POS breach at White Lodging, huge important personal information was stolen and was able to access for over 7 months. White Lodging hire third party security firm to protect customers.The key to managing the risks are keeping monitoring systems and updating software. Besides, insurance is available to protect against costs for data breaches.

This article talks about companies transitioning to multifactor authentication as an added layer of protection of cybersecurity.

This article by Michael Toedt on "Data privacy matters in the hotel industry" speaks on the approaches that can be taken to protect guests' data and their privacy since these practices increase guests' trust and loyalty to companies. Accordingly, it is vital for hotels to securely store guests' information. Thankfully, CDM systems make it much simpler for hotel staff to manage data-related requests from clients, such as updating personal details. They also enable one-click deletions, preventing data disputes.

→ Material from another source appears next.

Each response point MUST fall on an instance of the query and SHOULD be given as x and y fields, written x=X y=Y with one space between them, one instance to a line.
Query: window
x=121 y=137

Like the tittle said, this article introduced some basic methods to keep data safe when connecting to public wireless hotspots. The author pointed out that whenever we connect to public Wi-Fi hotspots, most single piece of data can be picked up by anyone within range of the same network. It is very important to keep our data safety especially in the public place. The author introduced ten methods to protect data safety. It included turn off "auto connect", don't share files on computer, get a 3G or 4G adapter, create your own secure connection with a VPN, connect securely to your home PC, then connect to sites you need, firewall your computer and so on. During introducing the methods to protect the data, the author also told basic knowledge about how the data will be picked up by others.  In the part of don't share files on computer, the author pointed out that many people choose home network when they are connecting into public Wi-Fi which can let other people stole the sharing files. Also the firewall for the computer is really necessary to protect the data in the computer. Finally, the author told an easiest implementation which is restrict what you do on Wi-Fi. People should not do anything on Wi-Fi that you wouldn't want to share with anyone else like bill payments. It can let other people know your account and password when you make payments through public Wi-Fi.